Updated: Feb 10
THE RIGHT (BUT LESS OBVIOUS) QUESTIONS TO ASK BEFORE YOU COME TO TERMS ON RENT
Negotiating an LOI for a commercial space? Negotiate these basic and often overlooked elements before you agree on rent.
It may seem mundane, but the existence of the right utilities should never be presumed. Are the utilities brought into the space? Bringing gas or electric service from another part of the building into a retail space can be surprisingly expensive. If the landlord is not delivering the utilities you need into your space, find out the distance and specifications of the utility service, and have a contractor provide an estimate of the cost to do so. Restaurants require above-average power and water requirements, and adding them later on may be prohibitively expensive, or not at all possible.
2. COMPETING USES
So you found a perfect space for your business with no competitors nearby - for the moment. If your landlord controls the nearby buildings or a shopping center, make sure you request "exclusivity" language in the lease. Think about what type of businesses would most likely take customers away from you and specify that in the lease. Be as broad as possible - a donut shop might take away customers from a cupcake store, so a cupcake exclusivity might not be enough.
3. PERSONAL GUARANTEES
If your company is new, the landlord will likely want your company to sign the lease, but also require you as the owner to personally guarantee the lease, requiring you to continue to pay the rent even if the company closes. Personal guarantees are negotiable, for new businesses they are usually necessary in some form but can often be more limited than originally proposed by the landlord. Most retailers do not personally guarantee the entire lease, but rather the first few years of a lease, then a limited amount thereafter if the business leaves the building, often terminating entirely before the lease expiration. Negotiate carefully, the last expense you need if your business closes is to keep paying rent.

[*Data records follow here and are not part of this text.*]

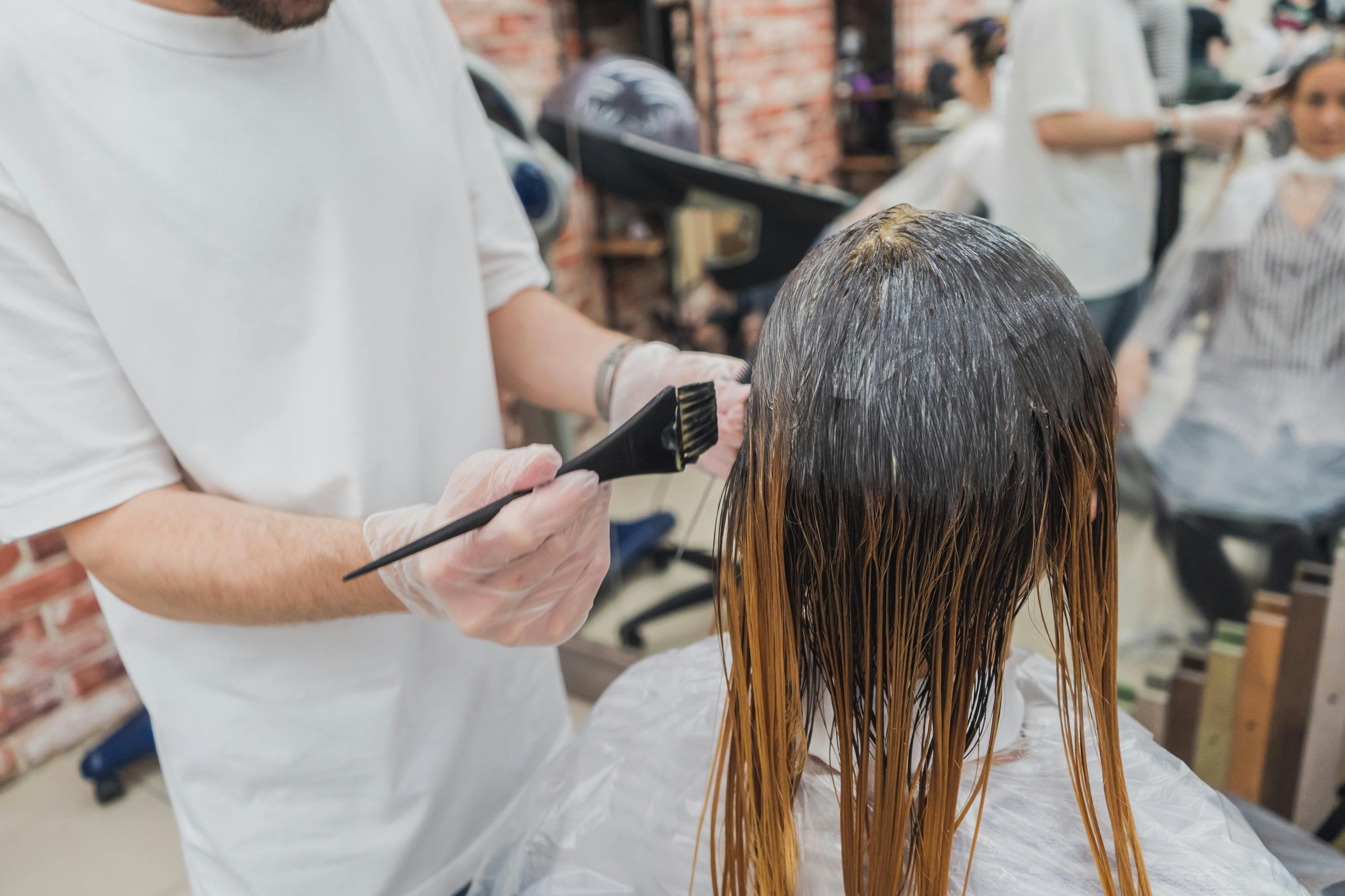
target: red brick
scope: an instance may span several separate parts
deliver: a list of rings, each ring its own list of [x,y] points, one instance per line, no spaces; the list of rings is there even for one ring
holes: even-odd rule
[[[28,549],[32,551],[34,560],[44,560],[66,549],[66,540],[61,536],[61,529],[51,529],[28,539]]]
[[[77,591],[51,604],[51,625],[58,629],[69,629],[95,615],[98,615],[98,598],[93,591]]]
[[[31,766],[46,762],[62,750],[117,724],[140,707],[140,697],[130,681],[121,678],[91,693],[86,700],[71,700],[58,712],[15,737],[15,750]]]
[[[9,744],[0,744],[0,785],[19,774],[19,760]]]
[[[75,693],[82,696],[124,674],[126,674],[126,668],[121,665],[121,657],[108,657],[82,669],[75,669],[70,680],[74,682]]]
[[[85,580],[83,567],[74,560],[43,570],[22,582],[0,590],[0,617],[42,603],[66,588]]]
[[[108,645],[108,633],[97,622],[81,626],[55,641],[24,650],[0,664],[0,695],[30,690],[51,673],[65,669]]]
[[[61,705],[61,693],[54,681],[46,681],[26,693],[11,695],[0,701],[0,737],[23,728]]]
[[[19,545],[15,543],[0,544],[0,576],[9,572],[9,570],[19,566],[22,555],[19,553]]]
[[[0,627],[0,661],[19,650],[42,643],[46,638],[47,629],[36,613],[5,623],[4,627]]]

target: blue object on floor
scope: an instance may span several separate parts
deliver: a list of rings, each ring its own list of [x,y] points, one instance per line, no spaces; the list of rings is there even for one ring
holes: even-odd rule
[[[108,803],[126,793],[117,771],[152,752],[155,732],[149,727],[149,711],[141,709],[85,754],[79,774],[93,782],[98,802]]]
[[[667,564],[655,548],[677,525],[677,517],[660,512],[642,516],[638,520],[612,523],[612,566],[603,579],[603,590],[621,582],[638,563],[650,557],[655,563]]]

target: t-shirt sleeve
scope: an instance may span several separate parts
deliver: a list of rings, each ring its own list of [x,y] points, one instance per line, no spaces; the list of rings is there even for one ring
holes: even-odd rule
[[[182,478],[70,271],[0,168],[0,541]]]
[[[437,5],[437,3],[436,3]],[[537,235],[523,212],[504,163],[495,148],[480,97],[467,74],[467,60],[457,32],[440,9],[452,55],[447,59],[452,79],[451,102],[457,149],[467,171],[476,228],[476,253],[482,265],[486,308],[495,310],[530,286],[546,287],[551,275],[542,261]]]
[[[1033,120],[1089,107],[1085,54],[1089,23],[1076,0],[1029,0],[1010,32],[1015,89],[1024,91]]]

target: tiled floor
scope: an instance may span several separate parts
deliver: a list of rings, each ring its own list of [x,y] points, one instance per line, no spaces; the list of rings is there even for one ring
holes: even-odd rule
[[[709,494],[707,494],[709,488]],[[697,506],[702,504],[697,517]],[[714,535],[718,485],[691,470],[660,484],[656,478],[619,482],[612,497],[616,519],[666,508],[678,517],[674,543],[709,548]],[[1190,614],[1176,599],[1167,566],[1147,523],[1122,517],[1123,634],[1135,642],[1124,653],[1122,680],[1139,680],[1149,662],[1170,662],[1173,647],[1154,647],[1153,633],[1181,630]],[[707,574],[687,564],[633,575],[613,598],[601,602],[584,629],[586,637],[617,642],[621,622],[672,591],[703,582]],[[705,637],[713,625],[709,604],[650,625],[648,649],[662,650]],[[1044,649],[1036,626],[1020,621],[1015,641]],[[1166,653],[1165,653],[1166,652]],[[573,704],[581,720],[588,708]],[[0,790],[0,895],[3,896],[186,896],[186,872],[164,782],[149,762],[126,775],[121,801],[98,806],[79,778],[75,750]]]
[[[187,870],[153,760],[128,774],[126,795],[100,806],[75,750],[0,790],[0,893],[187,896]]]

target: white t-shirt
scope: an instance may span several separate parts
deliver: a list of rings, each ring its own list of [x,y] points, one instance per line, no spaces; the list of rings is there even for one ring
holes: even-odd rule
[[[1049,152],[1034,122],[1061,111],[1158,114],[1131,0],[1022,0],[1010,31],[997,222],[1050,255],[1084,298],[1147,274],[1158,201],[1157,149]]]
[[[0,539],[183,474],[359,517],[500,443],[487,312],[547,271],[436,0],[0,23]],[[97,591],[198,896],[451,893],[568,731],[554,650]]]

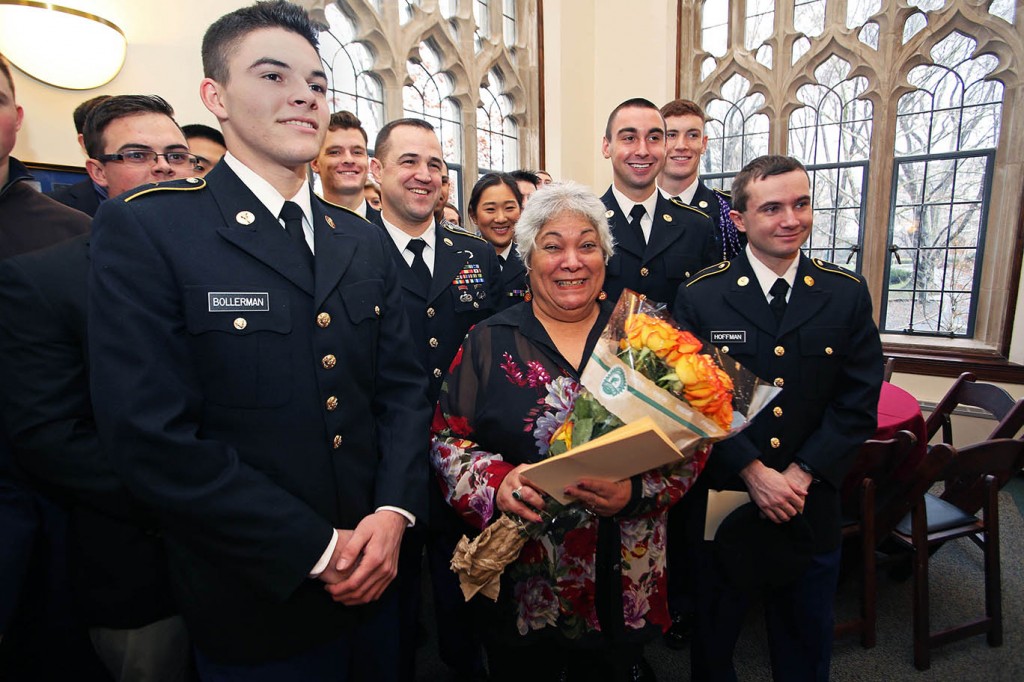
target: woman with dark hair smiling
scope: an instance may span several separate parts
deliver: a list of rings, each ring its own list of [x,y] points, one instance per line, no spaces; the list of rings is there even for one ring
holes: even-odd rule
[[[434,415],[431,465],[445,501],[478,528],[502,512],[530,527],[497,603],[479,604],[498,682],[652,679],[643,645],[671,624],[666,515],[692,483],[690,465],[582,478],[565,491],[582,505],[561,510],[521,474],[549,456],[614,307],[602,291],[613,249],[604,211],[574,182],[530,198],[515,238],[529,293],[470,331]]]
[[[521,301],[526,293],[526,268],[512,244],[522,211],[522,195],[511,175],[487,173],[473,186],[467,210],[480,237],[498,253],[502,265],[498,309],[504,310]]]

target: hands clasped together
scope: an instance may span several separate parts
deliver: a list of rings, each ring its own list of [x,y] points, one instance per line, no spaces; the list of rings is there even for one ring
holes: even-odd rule
[[[409,521],[382,510],[367,516],[354,530],[338,528],[338,544],[319,574],[335,601],[347,606],[368,604],[384,594],[398,574],[398,549]]]
[[[784,523],[803,513],[812,476],[797,464],[778,472],[754,460],[739,472],[751,499],[768,519]]]

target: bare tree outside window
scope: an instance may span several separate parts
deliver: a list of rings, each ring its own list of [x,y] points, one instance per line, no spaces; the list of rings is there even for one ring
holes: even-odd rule
[[[899,100],[886,331],[973,333],[1004,90],[985,80],[998,59],[972,58],[976,46],[949,34],[933,66],[910,71],[918,89]]]
[[[850,62],[834,54],[814,71],[817,84],[797,90],[806,106],[790,117],[790,154],[807,166],[814,200],[804,250],[859,270],[872,106],[858,98],[867,79],[849,74]]]

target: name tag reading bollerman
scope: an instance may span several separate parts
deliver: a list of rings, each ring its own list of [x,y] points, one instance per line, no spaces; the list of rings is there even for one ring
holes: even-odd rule
[[[712,332],[712,343],[746,343],[746,330],[737,332]]]
[[[266,312],[270,294],[265,291],[211,291],[206,295],[210,312]]]

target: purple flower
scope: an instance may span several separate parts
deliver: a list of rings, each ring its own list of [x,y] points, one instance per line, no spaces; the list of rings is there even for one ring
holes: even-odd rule
[[[544,366],[537,360],[526,363],[526,383],[530,388],[544,386],[551,381],[551,375],[544,369]]]
[[[520,635],[558,623],[558,598],[551,585],[540,576],[517,583],[515,601],[519,606],[516,628]]]
[[[469,508],[486,523],[495,514],[495,488],[483,486],[474,489],[469,496]]]
[[[626,626],[634,630],[644,627],[647,624],[644,616],[649,610],[650,603],[647,601],[647,595],[631,585],[623,594],[623,616]]]
[[[519,369],[519,365],[512,359],[512,354],[508,351],[502,353],[502,357],[505,361],[501,364],[501,368],[505,370],[505,378],[516,386],[525,386],[526,380],[522,376],[522,370]]]
[[[558,377],[547,385],[548,394],[544,404],[554,410],[548,410],[537,418],[534,429],[534,440],[541,455],[547,455],[551,444],[551,436],[566,420],[577,396],[580,395],[580,384],[568,377]]]

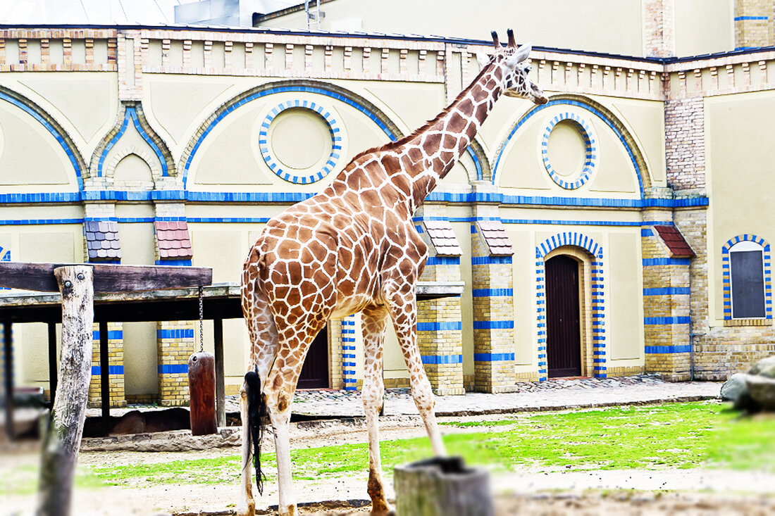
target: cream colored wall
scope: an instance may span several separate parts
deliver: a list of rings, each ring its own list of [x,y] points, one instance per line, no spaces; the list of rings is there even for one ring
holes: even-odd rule
[[[83,251],[81,226],[16,226],[6,233],[13,261],[81,262]],[[10,238],[9,238],[10,237]],[[45,324],[13,325],[15,347],[23,353],[15,354],[14,373],[21,385],[48,385],[48,329]],[[57,347],[60,343],[57,345]]]
[[[498,29],[505,41],[505,29],[511,27],[519,42],[639,56],[642,53],[640,3],[640,0],[484,0],[472,5],[463,0],[453,0],[444,2],[442,8],[432,2],[336,0],[321,5],[321,11],[326,13],[321,28],[444,34],[485,40],[490,40],[490,31]],[[262,26],[294,29],[307,26],[303,11],[267,20]],[[316,24],[312,26],[316,27]]]
[[[675,0],[676,55],[735,50],[734,0]]]
[[[724,318],[722,246],[739,235],[775,243],[775,92],[710,97],[705,100],[708,313]]]
[[[118,115],[118,76],[113,72],[3,72],[0,86],[23,95],[50,113],[87,163]],[[2,108],[10,105],[0,101]],[[50,136],[43,126],[34,123]],[[58,144],[51,146],[60,149]],[[72,172],[69,161],[64,170]]]

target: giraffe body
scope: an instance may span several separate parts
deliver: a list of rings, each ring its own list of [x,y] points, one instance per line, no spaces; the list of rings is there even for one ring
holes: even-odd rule
[[[445,455],[433,414],[433,394],[417,345],[415,287],[427,246],[412,221],[418,206],[470,143],[501,93],[546,103],[527,77],[529,46],[509,45],[480,58],[477,79],[436,119],[409,136],[356,156],[321,193],[267,222],[250,249],[243,273],[243,310],[250,335],[250,369],[274,429],[281,514],[294,514],[288,421],[291,403],[309,346],[332,318],[362,313],[364,377],[362,398],[369,432],[368,492],[372,514],[389,511],[379,452],[382,351],[391,322],[409,371],[415,402],[433,452]],[[255,503],[243,425],[243,485],[246,507]],[[254,443],[255,445],[255,443]]]

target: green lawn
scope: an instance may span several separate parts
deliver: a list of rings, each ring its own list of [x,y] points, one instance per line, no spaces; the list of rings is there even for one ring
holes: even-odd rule
[[[566,466],[589,469],[760,468],[775,473],[775,418],[741,418],[715,402],[616,407],[574,412],[522,413],[491,421],[448,423],[494,427],[488,432],[444,437],[450,454],[470,464],[497,468]],[[473,427],[473,428],[472,428]],[[396,464],[431,456],[428,439],[383,441],[382,463],[391,474]],[[292,452],[296,479],[363,473],[367,445],[324,446]],[[263,457],[267,478],[274,456]],[[91,466],[88,473],[117,485],[232,483],[239,458],[175,461],[117,467]]]

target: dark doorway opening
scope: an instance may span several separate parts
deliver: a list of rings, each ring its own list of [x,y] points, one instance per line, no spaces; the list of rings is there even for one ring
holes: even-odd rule
[[[581,375],[579,264],[570,256],[546,260],[546,362],[550,378]]]
[[[329,388],[329,327],[315,337],[309,346],[307,358],[301,366],[301,373],[296,383],[297,389]]]

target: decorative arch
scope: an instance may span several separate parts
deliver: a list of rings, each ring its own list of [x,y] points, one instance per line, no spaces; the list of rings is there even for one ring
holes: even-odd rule
[[[183,170],[184,187],[186,187],[188,179],[188,171],[197,151],[202,146],[202,142],[207,138],[207,136],[212,132],[215,126],[223,120],[224,118],[239,107],[262,97],[275,93],[294,91],[326,95],[355,108],[377,124],[382,129],[382,132],[392,141],[399,139],[404,136],[401,129],[374,103],[343,88],[318,81],[308,80],[270,82],[243,91],[233,98],[226,101],[202,122],[202,126],[196,131],[195,137],[186,146],[186,149],[181,158],[179,168]],[[474,162],[476,162],[476,159],[474,159]]]
[[[770,244],[766,240],[756,235],[743,234],[727,240],[722,246],[722,281],[724,296],[724,320],[732,320],[732,270],[730,267],[729,253],[732,247],[741,242],[753,242],[762,248],[762,258],[764,261],[764,318],[773,318],[772,298],[772,255]]]
[[[0,86],[0,99],[6,102],[10,102],[17,108],[21,108],[40,122],[46,128],[46,130],[51,133],[51,136],[57,139],[60,146],[62,147],[65,154],[67,155],[67,159],[73,166],[73,170],[75,172],[75,177],[78,182],[78,190],[83,190],[83,176],[84,174],[88,174],[86,162],[70,137],[70,135],[64,130],[64,128],[37,104],[24,95],[4,86]]]
[[[123,108],[122,112],[115,125],[108,132],[108,134],[100,141],[99,145],[95,150],[95,153],[91,157],[91,164],[89,167],[91,174],[95,177],[103,177],[108,175],[108,169],[111,171],[115,170],[118,161],[114,160],[106,163],[105,159],[108,157],[108,153],[110,150],[121,139],[121,137],[124,136],[124,133],[129,129],[131,123],[143,139],[153,150],[153,153],[158,160],[159,165],[154,166],[152,164],[154,160],[148,159],[149,157],[144,156],[144,153],[141,154],[136,152],[133,148],[129,150],[122,150],[121,151],[122,153],[121,157],[126,157],[130,153],[140,156],[148,163],[149,167],[150,167],[154,180],[158,180],[160,177],[167,176],[175,176],[175,162],[172,159],[170,149],[164,143],[164,140],[157,134],[156,131],[151,128],[150,124],[148,123],[148,119],[146,119],[145,114],[143,112],[143,105],[140,102],[130,101],[123,103],[122,107]]]
[[[553,96],[549,98],[548,103],[544,104],[543,105],[533,106],[512,126],[508,131],[508,136],[506,136],[506,139],[501,144],[495,154],[495,163],[492,167],[492,184],[495,184],[501,158],[504,156],[506,147],[508,146],[509,142],[512,140],[512,138],[515,136],[517,131],[518,131],[525,122],[529,120],[534,115],[547,108],[556,105],[571,105],[585,109],[600,119],[603,123],[608,126],[608,128],[614,132],[616,136],[619,139],[619,141],[625,146],[625,149],[627,150],[627,153],[629,155],[632,166],[635,167],[636,174],[638,176],[638,185],[640,189],[640,196],[641,198],[642,198],[644,188],[651,187],[651,176],[649,174],[648,167],[646,164],[646,160],[643,158],[643,154],[641,152],[640,148],[638,146],[635,138],[632,137],[632,135],[627,129],[627,128],[625,127],[624,124],[622,123],[622,122],[610,109],[599,102],[595,102],[591,98],[587,98],[581,95],[574,95],[563,94]]]
[[[471,140],[470,144],[466,147],[466,152],[474,160],[474,166],[477,167],[476,181],[491,181],[492,170],[490,168],[490,160],[487,160],[484,147],[476,136]],[[474,177],[469,177],[469,181],[474,179]]]
[[[603,248],[589,236],[567,231],[546,239],[536,247],[536,299],[538,304],[539,380],[548,378],[546,363],[546,256],[564,246],[585,249],[591,265],[592,363],[595,378],[606,377],[605,353],[605,289],[603,284]]]

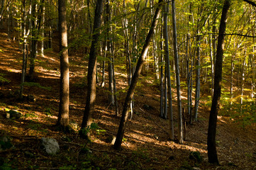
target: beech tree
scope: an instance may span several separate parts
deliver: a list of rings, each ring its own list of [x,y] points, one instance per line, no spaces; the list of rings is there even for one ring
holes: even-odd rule
[[[92,114],[94,112],[94,105],[96,99],[96,68],[97,63],[97,44],[100,35],[100,27],[101,24],[101,17],[103,9],[103,0],[97,0],[93,28],[93,36],[91,45],[91,50],[88,62],[87,73],[87,96],[85,106],[83,120],[81,129],[89,126],[92,123]]]
[[[221,81],[222,81],[222,69],[223,69],[223,44],[224,42],[225,31],[226,28],[226,20],[228,18],[228,11],[230,6],[230,1],[226,0],[224,1],[222,9],[221,23],[218,32],[218,45],[216,51],[216,62],[215,64],[215,76],[214,76],[214,91],[212,100],[209,124],[208,128],[207,137],[207,150],[208,162],[213,164],[218,164],[217,151],[216,151],[216,125],[218,110],[219,108],[219,102],[221,93]]]
[[[123,140],[123,137],[124,135],[125,128],[126,128],[126,125],[127,119],[128,119],[128,116],[129,104],[130,103],[130,101],[133,97],[135,89],[137,82],[138,81],[139,75],[141,72],[143,65],[145,62],[145,59],[146,57],[146,55],[147,55],[147,53],[148,51],[150,40],[154,33],[154,30],[157,25],[158,18],[160,15],[160,11],[161,11],[160,4],[162,2],[162,0],[159,0],[159,1],[157,3],[157,8],[155,10],[154,18],[152,21],[150,30],[149,30],[149,32],[148,33],[146,40],[145,41],[145,44],[143,45],[143,48],[141,51],[140,57],[138,60],[135,71],[133,74],[133,78],[131,80],[131,83],[129,86],[129,89],[126,94],[126,101],[123,104],[122,115],[121,115],[121,120],[120,120],[118,131],[116,135],[116,139],[115,144],[114,144],[115,149],[120,149],[121,145],[122,144],[122,140]]]
[[[69,125],[69,79],[66,19],[66,0],[58,1],[60,57],[60,108],[57,124],[65,130]]]

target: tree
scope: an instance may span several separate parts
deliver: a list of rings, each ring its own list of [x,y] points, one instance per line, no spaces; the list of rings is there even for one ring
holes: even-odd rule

The "escalations" term in the lease may seem like an innocuous - and standard - provision, yet it is anything but. Landlords often insert a 3% annual increase in rent, which seems benign. But CPI in 2020 is running at 2%, so your rent grows annually 50% faster than your rent. Consider carefully the last year of the lease, will rent be fair? If you start at $8,000 per month with 3% annual increases on a 10-year lease, your rent will be $10,438 per month. If your escalations are 2%, your rent in year 10 will be $9,560 per month, saving you $878 every month.